Touching the jewel at her throat, she blurred and shimmered and reared up above him in her Bane form. Her tentacles reached out for him.
‘Mother eats the children that fail her. You will become food!’
Jaws gaping wide, she swooped down.
Davey screamed.
Sarah Jane sat at a little laboratory table, studying
a test tube holding some of the evil black glop the Bane attacker had left behind. She was subjecting it to a variety of tests. It always helped to know your enemy.
Maria sat close by her, watching intently. In the background, Kelsey and the boy wandered around the room, looking at things, picking them up and putting them down. Resigned to their presence by now, Sarah Jane ignored them.

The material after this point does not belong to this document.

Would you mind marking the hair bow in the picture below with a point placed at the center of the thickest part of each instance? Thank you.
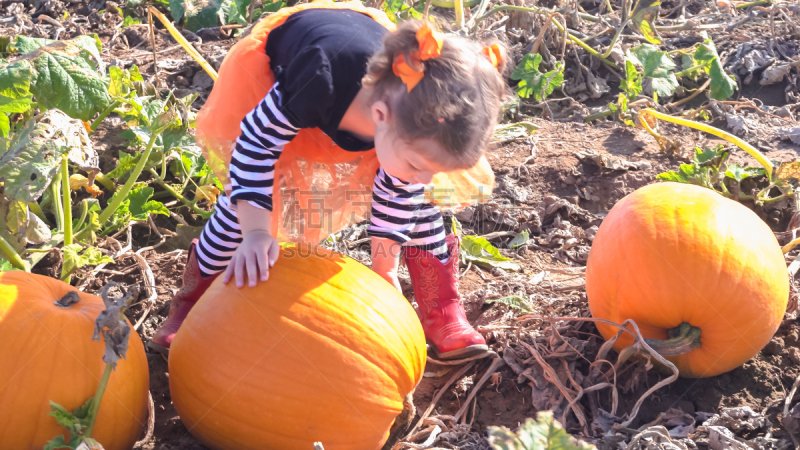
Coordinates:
(409, 67)
(494, 54)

Maria spotted a familiar object on a table and picked it up. It was a heart-shaped disc. It bore a little screen and it was studded with controls. Sarah Jane had been holding it the night Maria had seen her with the alien in her garden.
‘What’s this then?’
SarahJ ane looked up. ‘Some sort of communicator. It was a gift, from the person you saw last night. She said if I ever needed help, I should use it to call her.’
Just what they needed, thought Maria. Help from some alien being, maybe with super powers.
‘Then let’s call her!’
Sarah Jane smiled. ‘She meant help with poetry. She was a Star Poet from Arcateen Five. Not much use to us now - unless you want to rhyme “trouble” with “double”.’
The boy wandered over. ‘Let me see.’
Maria looked at Sarah Jane, who nodded briefly.
Maria handed the device to the boy. ‘Be careful.’
The boy stood holding the device, turning it over and over in his hands.
Sarah Jane looked thoughtfully at him. ‘He knows nothing about the world. Everything is new to him. I think he’s some sort of experiment. Those aliens created him.’
‘He’s their child,’ said Maria.
‘He’s still human,’ said Sarah Jane.
She stood up, went over to the boy and took the device away from him.
‘If you don’t mind...I don’t like people going through my things.’
She looked round for somewhere to put the device. Her coat was hanging over the back of a chair, and she shoved the disc into the pocket.
The boy accepted her decision with his usual calm. His curiosity remained unabated.
That device on your wrist,’ he said. ‘It detects alien life?’
‘That’s right.’
‘Then what’s it detecting now?’
‘How do you mean?’ Sarah Jane looked at her watch. The hands were whirring round and it was beeping almost inaudibly. She flipped it open and studied the data on the little screen. ‘He’s right!’